If I was diagnosed with cancer, I might think about how I no longer have to do that PTA job I hate, or all the things I might learn from the fight with cancer. It might make me more resilient or more compassionate, better equipped to serve others. I might think about how I will die at exactly the right time for me.


These are MY thoughts -- ones that work for me. They might not work for you, but can you find some that do for the motto YOU chose?


This exercise is not meant to teach you how to think positively all the time -- we don't want to think positively all the time. It's meant to teach you the power of your thoughts and the power of reframing situations when the time is right. As you practice, you may be able to bump up your personal happiness set point just a bit as you learn to live more authentically from your chosen motto.
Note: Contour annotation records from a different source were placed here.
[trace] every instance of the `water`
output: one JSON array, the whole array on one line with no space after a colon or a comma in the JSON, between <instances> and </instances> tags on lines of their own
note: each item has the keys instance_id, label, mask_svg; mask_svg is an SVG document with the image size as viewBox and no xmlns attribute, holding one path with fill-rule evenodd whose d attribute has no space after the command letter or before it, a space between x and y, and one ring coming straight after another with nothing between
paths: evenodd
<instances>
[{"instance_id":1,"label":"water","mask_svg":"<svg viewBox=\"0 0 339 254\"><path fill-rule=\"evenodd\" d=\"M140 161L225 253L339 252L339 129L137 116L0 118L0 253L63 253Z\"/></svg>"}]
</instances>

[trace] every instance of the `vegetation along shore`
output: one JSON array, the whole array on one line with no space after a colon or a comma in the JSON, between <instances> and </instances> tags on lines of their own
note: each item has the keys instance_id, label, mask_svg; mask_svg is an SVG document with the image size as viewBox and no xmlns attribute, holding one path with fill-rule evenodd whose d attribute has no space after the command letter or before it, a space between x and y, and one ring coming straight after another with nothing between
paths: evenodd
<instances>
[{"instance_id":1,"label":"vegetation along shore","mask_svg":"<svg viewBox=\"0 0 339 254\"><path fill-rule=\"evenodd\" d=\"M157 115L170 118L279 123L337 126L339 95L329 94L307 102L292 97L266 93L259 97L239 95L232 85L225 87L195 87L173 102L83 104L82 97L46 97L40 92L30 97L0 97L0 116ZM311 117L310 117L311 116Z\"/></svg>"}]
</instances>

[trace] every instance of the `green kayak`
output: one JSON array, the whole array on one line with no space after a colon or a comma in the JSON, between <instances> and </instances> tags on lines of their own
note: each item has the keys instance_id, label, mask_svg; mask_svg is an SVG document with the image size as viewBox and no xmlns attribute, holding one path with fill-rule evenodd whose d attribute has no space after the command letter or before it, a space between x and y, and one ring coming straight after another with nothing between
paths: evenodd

I’m writing this post on an airplane, and I've been watching one of the flight attendants as she travels up and down the aisles. When I got on the plane, she greeted me with a huge, warm smile, spoke to me with genuine curiosity, offered to get me extra snacks, and seemed excited and happy to be doing her job.


When I went back to the restroom a few minutes ago, she clapped her hands and said “You’re so lucky! Both restrooms are open!” And when I went toward the one on the left she stopped me.


“Oh no,” she said. “You want the one on the right! It has a window! This is the only airplane model in the fleet with a window in the bathroom. You don’t want to miss it!”


I adore this woman. I want to hang out with her to see if some of her happiness can rub off on me. I don’t know if she has really thought about a personal motto – a thought that just keeps popping up in her mind -- but if I had to guess hers it would probably be something like:


“It’s all so wonderful!”


That would be an amazing thought to live by.